Но посмотрите, куда завело меня такого рода воспитание. Кстати сказать, для героизма долго не было вообще никакого повода, сами понимаете и помните - тягучие болотные времена. И солнце светило как-то очень уныло, не правда ли? Эти поприща - мыслителя и героя - все-таки стоит немного разделять, чтобы не возникало неуместной путаницы. Так вот, я прежде всего стал мыслителем, это было проще сделать. В конце концов я даже написал книгу, в которой изложил, едва ли не в форме афоризмов, свои нехитрые, в общем-то, мысли. И тут я снова столкнулся с замедленностью времени, мою книгу никто не желал публиковать, в глазах издателей я читал тоскливый вопрос: ну куда ты лезешь, жаба, ты что, переловил всех мух в своем закутке? Я же считал, что моя рукопись вполне достойна публикации, сцепил зубы, не очень громко, но вполне внятно произнес: я выше вас всех! - и ринулся в бой. Я бы и достиг чего-то героического в этой борьбе за превращение болота в быстротекущие воды, когда б величие моего порыва не отменило решение нашего правительства начать политику бурных и страстных реформ.

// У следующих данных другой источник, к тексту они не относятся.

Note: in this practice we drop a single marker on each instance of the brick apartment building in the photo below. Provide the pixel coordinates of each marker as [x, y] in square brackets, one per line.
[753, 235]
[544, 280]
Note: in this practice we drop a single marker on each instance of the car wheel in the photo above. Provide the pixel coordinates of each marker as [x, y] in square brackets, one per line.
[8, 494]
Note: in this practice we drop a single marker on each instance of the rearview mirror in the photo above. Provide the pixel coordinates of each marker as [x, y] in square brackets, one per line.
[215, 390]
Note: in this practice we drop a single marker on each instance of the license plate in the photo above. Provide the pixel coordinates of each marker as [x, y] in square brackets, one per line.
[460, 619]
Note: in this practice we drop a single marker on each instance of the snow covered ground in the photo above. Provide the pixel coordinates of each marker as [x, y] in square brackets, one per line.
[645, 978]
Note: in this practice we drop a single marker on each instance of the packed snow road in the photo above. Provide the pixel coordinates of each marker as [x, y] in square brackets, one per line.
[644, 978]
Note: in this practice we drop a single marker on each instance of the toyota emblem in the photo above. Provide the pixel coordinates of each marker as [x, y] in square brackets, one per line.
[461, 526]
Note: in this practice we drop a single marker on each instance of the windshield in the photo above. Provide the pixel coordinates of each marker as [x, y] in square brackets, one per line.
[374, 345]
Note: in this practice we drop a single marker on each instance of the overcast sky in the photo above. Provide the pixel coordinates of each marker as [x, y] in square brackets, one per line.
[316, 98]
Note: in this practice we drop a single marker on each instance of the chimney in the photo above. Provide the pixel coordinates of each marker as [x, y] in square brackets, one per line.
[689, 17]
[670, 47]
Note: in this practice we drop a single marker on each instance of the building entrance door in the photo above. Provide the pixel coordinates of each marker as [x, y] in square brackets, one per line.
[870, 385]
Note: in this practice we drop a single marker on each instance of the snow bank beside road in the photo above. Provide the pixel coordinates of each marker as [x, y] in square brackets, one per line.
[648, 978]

Тогда нашелся чудак, согласившийся издать мою книгу. Такое счастье охватило меня, что я принял все его условия и проглядел, как он превратил мой труд, для меня более чем серьезный, в собрание каких-то дурацких, пошлых шуток. Все начисто переделал, хотя для улучшения, которого он якобы добивался, иной раз требовалось всего лишь подменить мое слово каким-нибудь из тех, какое я совершенно не мог сказать, и в таком перевранном и искаженном виде издал. Вот вам и первая карикатура, получившаяся из моей жизни. Желания, стремления, мечты - все осуществляется, но в каком виде!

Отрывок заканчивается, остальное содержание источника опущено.